It was nearly forty summers ago, in a small, sleepy town, tucked away in a near forgotten corner of the country, that a fellowship of friends, young men and women bold by their youth but wise beyond their years, awoke in their hearts and minds. As if roused from an evil spell that had set them to slumber, they heard the clear calling of the Old Gods, echoing across the ages, resounding from the ancient Saxon forests that their forebears had once called home. These were the first contemporary Heathens, a merry yet mysterious band who dedicated themselves to reviving the religion of Wóden, the father of gods and rider of the World Tree, and Fríge, the mother of earth and lady of love. They believed that their renewal of the old belief was a return to a holy, affirming, world accepting, life giving, and joyous religion. This renewal they named Théodish Belief, the belief of the folk, the belief of the tribe.
If there’s a bustle in your hedgerow
Don’t be alarmed now
It’s just a spring clean
For the May queen
Yes, there are two paths you can go by
But in the long run
There’s still time to change
The road you’re on
– Led Zeppelin, “Stairway to Heaven”
One may ask, why? Why renew a root so far forgotten in the past, one so buried beneath layers of Christian history? Because Heathens, then and now, verily believe in our heart of hearts that this “Way of the Heathen” is the surest, soothest, tried and true means by which men and women may be roused from the spiritual laziness, apathy, and savage selfishness that modern religion has afforded them. We believe that we, Wóden’s own, the descendents of the Anglo-Saxons, Norse, and Teutonic tribes, might yet renew the old belief . Furthermore, we believe our gods deserve no less. Our Heathen belief is, now as it was then, one worth believing. This world, despite the Christian’s denial and Atheist’s disbelief, is in truth a magical world, a world full of gods.
“You leave well enough alone Gisborne, or you may find
the old gods are not as dead as you think.”
– Abbot Hugo, Robin of Sherwood, “Lord of the Trees”

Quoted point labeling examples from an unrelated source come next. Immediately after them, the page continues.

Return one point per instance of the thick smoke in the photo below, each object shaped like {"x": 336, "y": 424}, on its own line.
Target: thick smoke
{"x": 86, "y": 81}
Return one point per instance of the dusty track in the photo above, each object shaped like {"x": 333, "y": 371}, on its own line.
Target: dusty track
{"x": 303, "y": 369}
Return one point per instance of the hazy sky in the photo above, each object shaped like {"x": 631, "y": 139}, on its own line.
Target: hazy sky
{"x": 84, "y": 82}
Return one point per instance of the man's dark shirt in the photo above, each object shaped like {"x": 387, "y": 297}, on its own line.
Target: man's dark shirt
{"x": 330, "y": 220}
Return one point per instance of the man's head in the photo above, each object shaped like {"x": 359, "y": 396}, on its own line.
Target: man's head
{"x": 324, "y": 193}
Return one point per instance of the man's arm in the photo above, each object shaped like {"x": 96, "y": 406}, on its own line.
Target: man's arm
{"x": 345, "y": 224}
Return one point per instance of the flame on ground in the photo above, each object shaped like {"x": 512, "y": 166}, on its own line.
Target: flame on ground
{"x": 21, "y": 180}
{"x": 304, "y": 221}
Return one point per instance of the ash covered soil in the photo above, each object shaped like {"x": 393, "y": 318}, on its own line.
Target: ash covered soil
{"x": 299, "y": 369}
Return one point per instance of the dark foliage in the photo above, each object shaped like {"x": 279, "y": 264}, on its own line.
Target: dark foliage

Though it may very well be difficult to imagine, you may be surprised by how much of the old religion you know already. You do, after all, know the names for the days of the week, Sunnandæg Mónandæg Tiwesdæg Wódnesdæg Þúnresdæg Frigedæg Sæturnesdæg – Sun’s Day/Sunday, Moon’s Day/Monday, Tiw’s Day/Tuesday, Woden’s Day/Wednesday, Thunor’s Day/Thursday, Fríge’s Day/Friday, Saturn’s Day/Saturday. And it would probably not be too great an assumption to think you know the goddess of the Spring, Eostre/Easter, and the hares who so openly show her fertility and fecundity, the new life that she brings to the land once Winter has begun to wane. Dare we say you’ve mostly likely heard of Lent, the lengthening of the days that comes with the Spring, and May Day as well. Our friend, you already know of Yule/Christmas, its yuletide carols, the decking of the halls with balls of holly and evergreen, the tree, the log, the gifts, and the joyful wassailing thereof. In the late Autumn, you already gather for a thanksgiving, to give thanks for the harvest. Mother Earth, Robin Hood, King Arthur, and Beowulf are already known to you, even if John Barleycorn and Weyland the Smith should require reintroduction.
No matter what you may have been told, the old gods are not dead, and the old religion has lived anew for quite some time now. Should you find your soul stirring, should you find your taper lit, and should you hear the winds as they blow through the forests of old, by all means friend, speak up. There are others who have gathered in the forest before you.